Question about two arrays?

Source: Internet
Author: User
Question about two arrays? Delphi/Windows SDK/API
Http://www.delphi2007.net/DelphiBase/html/delphi_20061217001324138.html
Problem 1: Find the values and locations of different numbers and common numbers of the two arrays, and store the values at the same position as the same value to the array S1 ...... S9
For example:
Array value r1 is {1, 6, 23, 15, 5, 28, 8, 11, 10, 19}
Array value R2 is {, 3}

You need to find out:
Array values of different numbers of R1: S1}
Positions of different numbers of array values r1: S2 {0, 1, 5, 6, 8, 9}
Value of array R2: S3 {2, 4, 3}
Positions of different numbers of array values R2: S4 {0, 2, 5, 6, 8}
Total number of two Arrays: S5 {, 15, 5, 11}
The two arrays have a total of R1 positions: S6 {2, 3, 4, 7}
The two arrays have a total of numbers. The positions of R1 are S7 {1, 3, 4, 7}
Values of the two arrays with the same value in the same position: S8 {, 11}
Location where the two arrays share the same value: S9 {3, 4, 7}

Note: in practice, dynamic arrays are used, and they are large. You need a streamlined approach !!

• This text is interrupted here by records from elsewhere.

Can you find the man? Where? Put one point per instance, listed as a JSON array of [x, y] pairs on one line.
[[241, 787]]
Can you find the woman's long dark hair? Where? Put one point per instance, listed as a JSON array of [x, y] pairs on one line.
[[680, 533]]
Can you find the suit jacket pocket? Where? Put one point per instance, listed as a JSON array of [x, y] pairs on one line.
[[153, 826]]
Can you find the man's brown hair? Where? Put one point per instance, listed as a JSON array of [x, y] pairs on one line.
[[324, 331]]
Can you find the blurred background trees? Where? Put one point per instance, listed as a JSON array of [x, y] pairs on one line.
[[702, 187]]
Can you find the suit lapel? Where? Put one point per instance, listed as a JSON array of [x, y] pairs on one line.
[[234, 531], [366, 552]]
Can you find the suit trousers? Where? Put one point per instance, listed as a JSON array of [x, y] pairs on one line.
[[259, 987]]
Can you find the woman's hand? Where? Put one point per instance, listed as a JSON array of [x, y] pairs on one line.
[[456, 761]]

Question 2: Sort arrays in ascending order of values. Same as above !!!

VaR
R1: array of integer;
R2: array of integer;
Sl1: tstringlist;
Sl2: tstringlist;
Idx: integer;
Index: integer;
S1: array of integer;
S2: array of integer;
S3: array of integer;
S4: array of integer;
S5: array of integer;
S6: array of integer;
S7: array of integer;
S8: array of integer;
S9: array of integer;
Begin
Setlength (R1, 10 );
Setlength (R2, 9 );
R1 [0]: = 1;
R1 [1]: = 6;
R1 [2]: = 23;
R1 [3]: = 15;
R1 [4]: = 5;
R1 [5]: = 28;
R1 [6]: = 8;
R1 [7]: = 11;
R1 [8]: = 10;
R1 [9]: = 19;

R2 [0]: = 2;
R2 [1]: = 23;
R2 [2]: = 4;
R2 [3]: = 15;
R2 [4]: = 5;
R2 [5]: = 17;
R2 [6]: = 12;
R2 [7]: = 11;
R2 [8]: = 3;

Sl1: = tstringlist. Create;
Sl2: = tstringlist. Create;

// '%. 8d' has two purposes,
// One is sorting, and the other is meeting the requirements of big data

For idx: = low (R1) to high (R1) Do
Sl1.add (format ('%. 8d', [R1 [idx]);

For idx: = low (R2) to high (R2) Do
Sl2.add (format ('%. 8d', [R2 [idx]);

// For ease of display, I used ListBox.
// In your actual situationProgram You can use tstringlist instead.

Listbox1.sorted: = true;
Listbox2.sorted: = true;
Listbox3.sorted: = true;
Listbox4.sorted: = true;
Listbox5.sorted: = true;
Listbox6.sorted: = true;
Listbox7.sorted: = true;
Listbox8.sorted: = true;
Listbox9.sorted: = true;

For idx: = 0 to PRED (sl1.count) Do
Begin
Index: = sl2.indexof (sl1 [idx]);
If index <0 then
Begin
Listbox1.items. Add (sl1 [idx]);
Listbox2.items. Add (format ('%. 8d', [idx]);
End else
Begin
Listbox5.items. Add (sl1 [idx]);
Listbox6.items. Add (format ('%. 8d', [idx]);
Listbox7.items. Add (format ('%. 8d', [Index]);
If idx = index then
Begin
Listbox8.items. Add (sl1 [idx]);
Listbox9.items. Add (format ('%. 8d', [idx]);
End;
End;
End;

For idx: = 0 to PRED (sl2.count) Do
Begin
If sl1.indexof (sl2 [idx]) <0 then
Begin
Listbox3.items. Add (sl2 [idx]);
Listbox4.items. Add (format ('%. 8d', [idx]);
End;
End;

// The rest of the work is to put the ListBox ---> S array,
// I only write one image, and the rest will be painted like a gourd}

Setlength (S1, listbox1.items. Count );
For idx: = 0 to PRED (listbox1.items. Count) Do
S1 [idx]: = strtoint (listbox1.items [idx]);

// Above Algorithm Prerequisites
// 1. Each array has no duplicates.
// 2. The R1 length is greater than or equal to the R2 length.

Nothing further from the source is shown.